Kuo also turns his eyes to the area around cities, where suburban communities are planned and built in more systematic and regular ways. “I transform patterns of construction into myriad forms to reflect the expansion of America’s mass-produced and standardized lifestyle as it has been expressed in suburban housing projects,” he says of his Suburban Housing series. Connected by streets and paths, these man-made communities resemble plant branches and leaves.
In addition to flat representations of suburban housing developments, Kuo fuses natural forms and suburban construction images into three-dimensional vine-like sculptures. In Suburban Form, recreated as site-specific installations, processed satellite images are printed on transparent acetate film, cut out, and suspended, sometimes together with actual dried vines. With shifting perspective and scale, the floating tangle comes alive and changes with the movement of the viewer.
Kuo has incorporated this work into various spaces, from office buildings to factory-turned art venues. Spanning as long as 24 feet, it creates an immersive environment for its audiences. A new iteration just debuted on Amsterdam Ave. in Harlem, where Kuo filled an empty storefront in collaboration with chashama—an organization that partners with property owners to nurture artists through unused real estate.
Kuo’s questing mind for urban patterns is best reflected in a poetic series, The Cemetery. Focusing on negative spaces within an urban area, he divorced tombstones from two New York City graveyards and presented viewers with a territory of death, a place that the living rarely notices. Memorials of loved ones who have passed away are turned into stars in Kuo’s astronomical imagery. We become stars after we die.

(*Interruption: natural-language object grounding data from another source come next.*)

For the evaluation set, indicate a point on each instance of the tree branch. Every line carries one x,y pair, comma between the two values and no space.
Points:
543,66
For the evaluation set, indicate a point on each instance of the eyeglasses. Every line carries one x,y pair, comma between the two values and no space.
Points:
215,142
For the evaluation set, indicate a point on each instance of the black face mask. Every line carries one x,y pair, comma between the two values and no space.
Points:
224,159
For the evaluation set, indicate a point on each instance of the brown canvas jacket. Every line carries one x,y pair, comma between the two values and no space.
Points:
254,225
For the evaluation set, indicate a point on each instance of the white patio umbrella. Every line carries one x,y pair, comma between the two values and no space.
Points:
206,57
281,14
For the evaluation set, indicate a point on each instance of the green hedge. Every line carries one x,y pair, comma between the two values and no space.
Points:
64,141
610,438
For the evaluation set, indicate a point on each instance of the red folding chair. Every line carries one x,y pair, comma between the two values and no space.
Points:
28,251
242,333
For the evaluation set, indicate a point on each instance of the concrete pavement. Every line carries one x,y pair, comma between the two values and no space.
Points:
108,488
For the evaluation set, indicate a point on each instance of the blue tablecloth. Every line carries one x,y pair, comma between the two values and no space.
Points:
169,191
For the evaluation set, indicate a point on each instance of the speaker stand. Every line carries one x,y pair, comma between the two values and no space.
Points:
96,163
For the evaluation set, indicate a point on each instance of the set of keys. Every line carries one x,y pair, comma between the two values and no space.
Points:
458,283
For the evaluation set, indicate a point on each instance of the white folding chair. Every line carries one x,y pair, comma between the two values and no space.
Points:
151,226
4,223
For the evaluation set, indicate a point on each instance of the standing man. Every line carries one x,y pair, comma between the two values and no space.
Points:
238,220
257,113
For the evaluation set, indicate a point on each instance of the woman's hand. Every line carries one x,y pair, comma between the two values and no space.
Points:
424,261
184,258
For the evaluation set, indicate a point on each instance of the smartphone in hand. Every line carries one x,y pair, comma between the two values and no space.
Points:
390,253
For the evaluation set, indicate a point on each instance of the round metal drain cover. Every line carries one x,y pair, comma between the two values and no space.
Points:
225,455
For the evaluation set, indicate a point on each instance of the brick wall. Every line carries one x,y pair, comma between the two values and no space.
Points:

Kuo is not only interested in viewing the urban landscape from above, but also in reconstructing elements found in aerial photographs to create his own custom city skylines that are absurd and unlikely. In this playful recreation of the city, he collects and rearranges the usually unseen construction sites of urban infrastructure, such as half-built airports and piers, reshaping our imagination of the iconic New York City skyline. His depictions are far from reality, but as bold, super-tall skyscrapers sprout on Manhattan’s streets, they foretell the metamorphosis of the metropolitan skyline into something unfamiliar. To Kuo, the urban skyline symbolizes “verticality of human desire”— one that is intense and never-ending, but Reconstruction encourages viewers to “rethink the imagery of a city and the way we see cities.”
Kuo turns cold, distant data into something that we, as urban dwellers with a tremendous sense of being overwhelmed, can relate to. “The view from a satellite is not a human one, nor is it one we were ever really meant to see,” said Jenny Odell, an artist who also works with satellite images and inspired Kuo, “But it is precisely from this inhuman point of view that we are able to read our own humanity, in all of its tiny, repetitive marks upon the face of the earth.”
Suburban Form continues at 1351 Amsterdam Ave. until April 8, 2017.
The article has been updated to more accurately reflect Kuo’s employment as an engineer.